Many bombings were perpetrated in city during the conflict targeting both military targets and civilians. On 18 February 2016, a roadside bomb placed by PKK killed 6 soldiers and injured another. On 10 May 2016, a bombing perperated by PKK in city killed 3 people while injuring 45 others, including 33 civilians. On 12 May 2016, a truck bombing in Dürümlü hamlet of city killed 16 people and injured 23 others, all civilians. On 4 November 2016 a bombing near a police building in city killed 2 policemen and 9 civilians while injuring 100 others, both Islamic State of Iraq and the Levant and the Kurdistan Freedom Hawks claimed responsibility.

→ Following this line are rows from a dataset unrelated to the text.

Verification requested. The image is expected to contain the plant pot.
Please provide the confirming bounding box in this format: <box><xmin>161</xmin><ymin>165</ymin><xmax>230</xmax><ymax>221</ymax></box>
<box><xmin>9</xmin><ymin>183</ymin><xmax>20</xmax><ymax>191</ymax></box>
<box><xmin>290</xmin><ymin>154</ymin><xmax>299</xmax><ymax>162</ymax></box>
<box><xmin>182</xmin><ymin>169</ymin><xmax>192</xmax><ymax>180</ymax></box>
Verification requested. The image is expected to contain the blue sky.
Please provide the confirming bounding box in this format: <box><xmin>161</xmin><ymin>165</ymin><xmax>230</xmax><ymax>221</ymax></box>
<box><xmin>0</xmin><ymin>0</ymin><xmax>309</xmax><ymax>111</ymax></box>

A 2018 report by Arkeologlar Derneği İstanbul found that, since 2015, 72% of the city's historic Sur district had been destroyed through demolition and redevelopment, and that laws designed to protect historic monuments had been ignored. They found that the city's "urban regeneration" policy was one of demolition and redevelopment rather than one of repairing cultural assets damaged during the recent civil conflict, and because of that many registered historic buildings had been completely destroyed. The extent of the loss of non-registered historic structures is unknown because any historic building fragments revealed during the demolition of modern structures were also demolished.